March 16-20, 1992 had its fair share of detractors who couldn’t stomach songs about physical labor evoking the Depression era from rural hipsters. Its appreciators, though, know it’s not really an authenticity thing, but in how the album’s thickly woven, nearly-100% acoustic arrangements so beautifully mirror the idea of American Elbow Grease the band set out to capture, the way that every single plucked string is given extra weight. Likewise, the album’s centerpiece is neither a traditional or a Farrar or Tweedy solo cut; the song that really holds down March is the penultimate “Sandusky”, an instrumental co-written by the two. Every instrument that comprises the album’s rustic backbone – acoustic guitar, banjo, the resounding clicks of Mike Heidorn’s tiny drum kit, and the same mandolin made famous by “Losing My Religion” one year prior – fuse together systematically like assembly workers bringing some industrial product to fruition. It’s anyone’s guess what some lyrics matching the quality of those throughout the album could have turned this song into, but what’s certain is those who wrote off March as juvenile class-tourism have nothing on “Sandusky”.

2. “Laminated Cat” – Loose Fur


Loose Fur, 2002

The best cut off either Loose Fur album actually originated as a Wilco song, a prospect for Yankee Hotel Foxtrot under the working title “Not for the Season”. It wound up on its cutting room floor largely because Wilco couldn’t decide on its shape, which is generally a symptom of two things: an album with broad sonic boundaries, and a pop song so golden that the pressure to make it perfect wins out. Did Tweedy get it right with “Laminated Cat”? Or by downsizing the song’s personnel to just himself, O’Rourke, and Kotche? Maybe – it certainly worked about as well as a charged up, lung-straining demo as it does here, a Xanax-buzzing sprawl. But if a 12-year-old B-side is good enough to remain a regular on Wilco setlists – including the two-song performance they delivered for Jimmy Fallon’s audience last July in the wake of their latest album – it’s probably safe to say it’s one of the strongest songs they (n)ever made.

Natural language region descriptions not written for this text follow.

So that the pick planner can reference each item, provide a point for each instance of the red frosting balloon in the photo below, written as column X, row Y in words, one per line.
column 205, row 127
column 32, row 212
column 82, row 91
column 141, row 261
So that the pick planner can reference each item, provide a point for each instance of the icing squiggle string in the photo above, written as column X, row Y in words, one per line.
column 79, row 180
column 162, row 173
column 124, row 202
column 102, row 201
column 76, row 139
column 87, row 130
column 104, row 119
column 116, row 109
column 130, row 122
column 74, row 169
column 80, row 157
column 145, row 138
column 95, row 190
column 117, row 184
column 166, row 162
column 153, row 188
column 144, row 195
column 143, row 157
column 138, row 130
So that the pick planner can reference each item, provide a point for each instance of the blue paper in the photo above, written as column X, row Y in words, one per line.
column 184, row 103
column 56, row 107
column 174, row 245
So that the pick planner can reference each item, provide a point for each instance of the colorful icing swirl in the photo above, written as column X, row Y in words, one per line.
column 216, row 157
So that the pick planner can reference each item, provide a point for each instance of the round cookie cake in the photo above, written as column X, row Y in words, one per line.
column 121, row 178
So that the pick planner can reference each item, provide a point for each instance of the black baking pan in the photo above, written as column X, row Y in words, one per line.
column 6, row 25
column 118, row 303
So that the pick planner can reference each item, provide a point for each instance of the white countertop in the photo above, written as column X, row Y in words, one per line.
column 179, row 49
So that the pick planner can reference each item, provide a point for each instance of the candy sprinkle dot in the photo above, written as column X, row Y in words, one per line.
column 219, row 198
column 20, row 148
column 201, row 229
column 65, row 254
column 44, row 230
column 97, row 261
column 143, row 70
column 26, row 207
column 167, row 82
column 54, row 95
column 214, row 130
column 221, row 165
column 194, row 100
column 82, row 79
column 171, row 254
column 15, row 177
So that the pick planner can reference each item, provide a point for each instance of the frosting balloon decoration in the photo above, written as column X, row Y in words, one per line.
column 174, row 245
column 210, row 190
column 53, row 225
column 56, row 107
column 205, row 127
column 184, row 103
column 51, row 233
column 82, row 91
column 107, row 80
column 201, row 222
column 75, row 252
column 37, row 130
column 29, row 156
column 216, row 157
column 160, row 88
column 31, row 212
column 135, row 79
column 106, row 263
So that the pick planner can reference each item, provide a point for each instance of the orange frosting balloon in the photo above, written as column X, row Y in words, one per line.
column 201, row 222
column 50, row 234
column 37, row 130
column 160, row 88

1.”Please Tell My Brother” – Golden Smog

Weird Tales, 1998

In 1998, Tweedy was neck deep into his Woody Guthrie obsession, one that would probably conquer any musician bestowed with permission from Nora Guthrie to put music to notebooks full of his unused lyrics. There must be something painfully humbling about combing through one songwriter’s scraps and finding gold over and over in pieces such as “California Stars” and “Remember the Mountain Bed”, but Tweedy managed to score at least one back with “Please Tell My Brother”, which surely had Guthrie posthumously kicking himself for not penning. One acoustic guitar, two minutes, and four verses on homesickness and the tolls of the touring life make for comprehensive proof that for all of Tweedy’s studio accomplishments, he’d be nowhere without his capacity for folk perfection – chords and melodies that instantly register in the ear as familiar yet are unmistakably his own. And it’s no pastiche: He addresses his brothers, sister, and parents directly, as if that were the only way to truly prove honesty and remorse. In his career, Tweedy has crafted heaps of unclassifiable material capable of transporting his listeners to outer space or further, but it all started with his ability to transport them to the back of a dark bus thousands of miles from Southern Illinois.